Тогда Бьёрн, равно как и мобильный телефон, был для меня всего-навсего помехой, и если бы в тот момент он сказал, что вскоре при виде его имени на экране меня будет бросать в дрожь и выбивать из колеи, что в моем немолодом теле побегут соки, которые, как мне казалось, давно пересохли, – я бы решила, что с такой же вероятностью я могу пройти сквозь скалу и оказаться в прошлом.
Я возвращаюсь за стол, и Бьёрн спрашивает меня об Акселе. Я слышу, как мой голос отвечает, что Аксель – ортопед в государственной больнице, что работой он очень доволен, но больше всего он любит ходить на лыжах зимой или же на роликовых лыжах летом. Тут я понимаю, в трезвом состоянии я этого просто не вынесу.
Я представляю себе пакет шабли в холодильнике дома, но это не помогает, и обрываю сама себя:
– А ты знаешь, я тут поняла, что ничего не ела с обеда, и я не могу заставить себя есть всухомятку эти булочки и бутерброды. Ты не против, если мы переберемся в место, где есть горячая еда?
– Да, конечно, если у тебя есть на это время. Но разве тебя не ждут к ужину дома?
– А разве тебе не нужно домой?
– Нет. Я сказал Линде, что у меня ужин с клиентами, и я приду поздно.

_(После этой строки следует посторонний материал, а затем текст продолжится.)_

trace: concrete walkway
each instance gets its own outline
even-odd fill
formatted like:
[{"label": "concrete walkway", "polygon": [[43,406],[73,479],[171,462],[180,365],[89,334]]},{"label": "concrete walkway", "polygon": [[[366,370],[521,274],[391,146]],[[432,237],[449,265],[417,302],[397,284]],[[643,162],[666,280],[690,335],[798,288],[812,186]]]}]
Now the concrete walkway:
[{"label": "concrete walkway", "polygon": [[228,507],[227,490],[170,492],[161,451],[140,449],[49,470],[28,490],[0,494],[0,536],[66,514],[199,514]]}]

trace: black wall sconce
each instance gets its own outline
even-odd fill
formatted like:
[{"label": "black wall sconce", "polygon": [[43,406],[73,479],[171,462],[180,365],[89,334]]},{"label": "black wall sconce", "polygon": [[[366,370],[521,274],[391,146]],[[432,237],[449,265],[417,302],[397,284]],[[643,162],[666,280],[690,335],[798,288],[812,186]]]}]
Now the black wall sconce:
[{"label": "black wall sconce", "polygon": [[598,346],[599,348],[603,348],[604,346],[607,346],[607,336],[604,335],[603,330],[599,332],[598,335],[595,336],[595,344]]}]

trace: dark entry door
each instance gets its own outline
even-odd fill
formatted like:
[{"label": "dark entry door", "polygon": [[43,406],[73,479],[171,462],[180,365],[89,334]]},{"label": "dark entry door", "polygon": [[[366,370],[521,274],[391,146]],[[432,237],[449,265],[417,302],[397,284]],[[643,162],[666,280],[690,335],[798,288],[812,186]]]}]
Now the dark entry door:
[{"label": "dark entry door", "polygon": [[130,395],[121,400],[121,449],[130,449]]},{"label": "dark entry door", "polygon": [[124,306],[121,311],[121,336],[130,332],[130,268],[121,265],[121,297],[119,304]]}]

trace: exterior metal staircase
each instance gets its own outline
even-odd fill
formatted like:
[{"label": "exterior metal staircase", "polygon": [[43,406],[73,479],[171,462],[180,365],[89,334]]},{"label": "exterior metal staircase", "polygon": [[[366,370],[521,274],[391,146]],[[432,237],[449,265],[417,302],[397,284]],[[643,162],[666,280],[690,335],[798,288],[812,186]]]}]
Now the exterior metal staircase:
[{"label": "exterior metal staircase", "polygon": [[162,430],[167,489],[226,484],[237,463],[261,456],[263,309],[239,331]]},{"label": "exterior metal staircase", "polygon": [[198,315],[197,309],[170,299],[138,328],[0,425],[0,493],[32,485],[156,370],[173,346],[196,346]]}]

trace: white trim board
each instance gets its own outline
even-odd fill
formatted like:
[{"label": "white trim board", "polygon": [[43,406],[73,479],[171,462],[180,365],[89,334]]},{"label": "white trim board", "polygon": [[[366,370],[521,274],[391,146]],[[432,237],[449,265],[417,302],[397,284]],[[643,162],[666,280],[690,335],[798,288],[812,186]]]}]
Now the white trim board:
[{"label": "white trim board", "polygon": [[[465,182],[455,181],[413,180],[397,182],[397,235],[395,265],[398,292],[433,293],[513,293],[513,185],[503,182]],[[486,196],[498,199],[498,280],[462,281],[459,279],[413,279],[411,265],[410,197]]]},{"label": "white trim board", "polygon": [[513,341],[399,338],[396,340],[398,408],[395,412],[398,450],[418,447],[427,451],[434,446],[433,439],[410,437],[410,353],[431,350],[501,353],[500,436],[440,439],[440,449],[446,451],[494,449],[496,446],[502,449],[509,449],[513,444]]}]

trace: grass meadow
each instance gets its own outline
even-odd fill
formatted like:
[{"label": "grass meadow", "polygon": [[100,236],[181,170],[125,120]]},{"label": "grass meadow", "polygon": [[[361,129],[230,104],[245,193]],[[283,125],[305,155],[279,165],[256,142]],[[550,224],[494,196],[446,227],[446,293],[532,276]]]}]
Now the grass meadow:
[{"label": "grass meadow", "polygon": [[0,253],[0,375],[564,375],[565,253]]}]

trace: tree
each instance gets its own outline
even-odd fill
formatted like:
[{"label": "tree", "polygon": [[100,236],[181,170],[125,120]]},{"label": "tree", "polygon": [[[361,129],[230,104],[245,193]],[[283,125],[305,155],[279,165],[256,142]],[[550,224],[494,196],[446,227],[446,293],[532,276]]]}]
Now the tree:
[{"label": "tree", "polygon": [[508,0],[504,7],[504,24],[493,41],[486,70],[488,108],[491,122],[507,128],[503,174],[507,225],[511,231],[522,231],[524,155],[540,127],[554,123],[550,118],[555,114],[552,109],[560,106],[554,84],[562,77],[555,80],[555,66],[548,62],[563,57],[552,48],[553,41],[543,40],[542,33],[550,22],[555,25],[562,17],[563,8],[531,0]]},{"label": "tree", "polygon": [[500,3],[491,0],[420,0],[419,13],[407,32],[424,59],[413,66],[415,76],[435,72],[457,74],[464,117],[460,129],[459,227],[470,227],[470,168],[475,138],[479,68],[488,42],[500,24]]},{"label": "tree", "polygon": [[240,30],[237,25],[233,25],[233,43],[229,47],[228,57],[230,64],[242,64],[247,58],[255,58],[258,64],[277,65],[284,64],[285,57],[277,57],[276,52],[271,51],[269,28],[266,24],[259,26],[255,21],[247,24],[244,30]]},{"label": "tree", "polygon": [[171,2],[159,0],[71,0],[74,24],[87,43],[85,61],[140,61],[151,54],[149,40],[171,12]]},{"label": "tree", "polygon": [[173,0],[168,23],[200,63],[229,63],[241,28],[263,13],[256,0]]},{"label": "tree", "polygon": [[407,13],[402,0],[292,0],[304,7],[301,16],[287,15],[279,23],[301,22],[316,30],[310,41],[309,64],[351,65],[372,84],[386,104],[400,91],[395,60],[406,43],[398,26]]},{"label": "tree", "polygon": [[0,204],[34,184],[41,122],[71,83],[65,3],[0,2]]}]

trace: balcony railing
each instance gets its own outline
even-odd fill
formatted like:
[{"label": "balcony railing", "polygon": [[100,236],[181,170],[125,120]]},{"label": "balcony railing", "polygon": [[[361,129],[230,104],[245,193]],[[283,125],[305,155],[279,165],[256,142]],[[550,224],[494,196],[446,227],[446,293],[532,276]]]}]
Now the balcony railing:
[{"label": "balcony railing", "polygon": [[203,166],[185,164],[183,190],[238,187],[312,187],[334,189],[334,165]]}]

– Она не знает, что ты поехал в Осло, чтобы встретиться со мной?
– Конечно, нет, ты с ума сошла! Но я часто езжу в Осло на рабочие встречи и ужины, так что это не проблема.
Мне неловко, но я слишком устала или слишком хочу пить, чтобы пытаться побороть это чувство.
Туре: «Ты плясала под дудку алкоголя. Если бы тебе не хотелось выпить, ты бы могла спокойно вытерпеть болтовню в кафе, потом бы вежливо попрощалась и вернулась бы домой целой и невредимой. Ведь все началось именно в индийском ресторане».
«Не факт. Возможно, Бьёрн бы во всем сознался еще в кафе, если бы понимал, что это его единственный шанс».
Туре: «Да, но тогда ты бы была трезвой».
«Да, а если бы у королевы был член, она была бы королем».
Туре: «А разве это не ты хотела разобраться, в какой момент ты оступилась? Я всего лишь пытаюсь помочь тебе в этом».
«Как бы не так. Ты всего лишь хочешь, чтобы я попалась в расставленные тобой капканы, чтобы ты мог смеяться надо мной, пока я бьюсь в конвульсиях».
Я возьму как минимум два раза по пол-литра, я заслужила, думала я, пока мы с Бьёрном перебирались в близлежащий индийский ресторан.